In Sweden the locomotives were altered. Their chimneys, the originals of which had been replaced with taller chimneys by the Dutch, were cut down. Their cabs were replaced with fully enclosed cabs. Their tenders were cut down from 8-wheel to 6-wheel, and so on.

The locomotives were primarily used in south-west Sweden on the Halmstad-Nässjö line.

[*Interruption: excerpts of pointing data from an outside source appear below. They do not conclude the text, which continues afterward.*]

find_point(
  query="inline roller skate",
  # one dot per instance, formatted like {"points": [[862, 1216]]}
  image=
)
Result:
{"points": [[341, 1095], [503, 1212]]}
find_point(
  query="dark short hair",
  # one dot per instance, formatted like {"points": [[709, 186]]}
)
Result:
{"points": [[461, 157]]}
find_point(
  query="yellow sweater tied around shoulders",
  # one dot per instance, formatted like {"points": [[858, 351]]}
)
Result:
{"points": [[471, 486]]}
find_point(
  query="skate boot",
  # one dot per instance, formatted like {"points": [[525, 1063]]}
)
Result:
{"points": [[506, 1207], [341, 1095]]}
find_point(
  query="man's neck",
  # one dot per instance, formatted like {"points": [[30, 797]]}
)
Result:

Both were withdrawn in the 1960s and placed in the strategic reserve. No. 1931 was bought by a group from the Keighley and Worth Valley Railway in England and repatriated in 1973. There were negotiations for the Nene Valley Railway to purchase No. 1930, which would have been numbered as No. 90734 had it not been scrapped, but it was inadvertently scrapped, leaving No. 1931 as the only surviving WD Austerity 2-8-0. No. 1931 ran in a slightly modified conditions between 1973 and 1976. Locomotive 1931 finished its overhaul in 2007 which restored it to its original condition as "British Railways No. 90733", numbered 1 higher than the last of the BR ex-WD Austerity 2-8-0s.